HEALTH CARE COMMISSIONING IN THE ENGLISH NHS: EVIDENCE, CO-PRODUCTION AND QUALITY OF DECISIONS

Sunday, October 23, 2011
Grand Ballroom AB (Hyatt Regency Chicago)
Poster Board # 8
(ESP) Applied Health Economics, Services, and Policy Research

Aileen Clarke, MD, MRCGP, FFPH1, Penny Mills, BA1, Sian Taylor-Phillips, PhD1, John Powell, PhD, FFPH1, Emmanoiul Gkeredakis, PhD2, Claudia Roginski, BSc2, Harry Scarbrough, PhD2, Davide Nicolini, PhD2 and Jacky Swan, PhD2, (1)Warwick Medical School, University of Warwick, Coventry, United Kingdom, (2)Warwick Business School, University of Warwick, Coventry, United Kingdom

Purpose: In England, local NHS commissioners plan, fund and review health services ranging from emergency to community-based care for a defined population. We aimed to investigate use of evidence, extent of co-production (collaboration and interaction between players in commissioning decisions) and factors associated with self-rated quality of decisions by local commissioners of health services.

Method: Cross sectional survey of decision making quality by a random sample of commissioners in England stratified to reflect population size and level of deprivation. Measures used: three measures of evidence/information use and influence - two previously validated, one designed de novo; two measures of quality of decisions - the Decisional Conflict Scale and the COMRADE scale (both adapted for use for organizational-level decision-making); one measure of co-production developed de novo. Demographic and job role data were collected alongside characteristics of the commissioning organization.  Analysis was undertaken using backwards, stepwise, multiple linear regression.

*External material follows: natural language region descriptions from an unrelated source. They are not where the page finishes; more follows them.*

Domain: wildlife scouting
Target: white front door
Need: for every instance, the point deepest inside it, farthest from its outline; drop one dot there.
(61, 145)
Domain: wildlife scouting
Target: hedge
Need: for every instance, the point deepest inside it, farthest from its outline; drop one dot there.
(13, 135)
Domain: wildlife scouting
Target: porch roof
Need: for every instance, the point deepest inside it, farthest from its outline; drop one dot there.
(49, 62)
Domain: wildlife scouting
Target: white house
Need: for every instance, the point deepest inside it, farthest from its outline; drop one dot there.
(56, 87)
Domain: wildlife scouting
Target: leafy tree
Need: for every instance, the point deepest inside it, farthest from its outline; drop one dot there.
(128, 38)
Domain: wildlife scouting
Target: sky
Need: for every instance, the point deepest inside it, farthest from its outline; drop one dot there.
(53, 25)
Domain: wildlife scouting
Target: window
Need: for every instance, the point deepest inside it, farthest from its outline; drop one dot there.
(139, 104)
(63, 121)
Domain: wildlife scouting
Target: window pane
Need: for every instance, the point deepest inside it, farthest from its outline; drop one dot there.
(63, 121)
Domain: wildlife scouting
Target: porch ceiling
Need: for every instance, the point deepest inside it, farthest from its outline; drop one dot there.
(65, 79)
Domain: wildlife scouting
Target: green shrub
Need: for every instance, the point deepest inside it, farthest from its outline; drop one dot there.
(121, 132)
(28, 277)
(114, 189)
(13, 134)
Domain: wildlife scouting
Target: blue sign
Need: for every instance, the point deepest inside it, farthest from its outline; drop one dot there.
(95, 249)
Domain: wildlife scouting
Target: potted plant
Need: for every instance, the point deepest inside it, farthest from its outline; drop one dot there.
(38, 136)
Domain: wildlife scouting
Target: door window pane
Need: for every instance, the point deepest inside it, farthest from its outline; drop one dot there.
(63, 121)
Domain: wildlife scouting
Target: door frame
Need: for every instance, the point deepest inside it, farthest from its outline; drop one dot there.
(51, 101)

Result: Two hundred and eighty commissioners from 11 representative organizations in England responded (77% response; 63% complete surveys).  Twenty three per cent considered “available budget/cost savings” as the most influential factor on commissioning decisions with “evidence of effectiveness” the second most influential factor (11%). Regression analysis suggested that both perceived influence of evidence (of safety/quality, effectiveness and cost-effectiveness) and overall levels of co-production were associated with perceived decision quality. These factors in combination explained 14% of the variation in decision satisfaction. (Influence of evidence (standardised beta=0.24); co-production (standardised beta=0.21)).

Conclusion: Organizational decision making to plan services, and the uses of evidence are important in all health care systems. Perceived quality of commissioning decision-making for our respondents appeared to be affected both by extent of co-production and by the influence of evidence. We found no appropriate definitive measures of quality of decision making and used adapted individual clinical level decision quality tools. Large changes are planned in the English NHS, groups of family physicians are soon to take over running much of the budget (£65bn (62%)). They will need enhanced understanding of commissioning, decision making and evidence. A squeeze in real terms is predicted and difficult decisions will be needed. The process is complex and our results suggest that that there will be important lessons for these new commissioners to learn.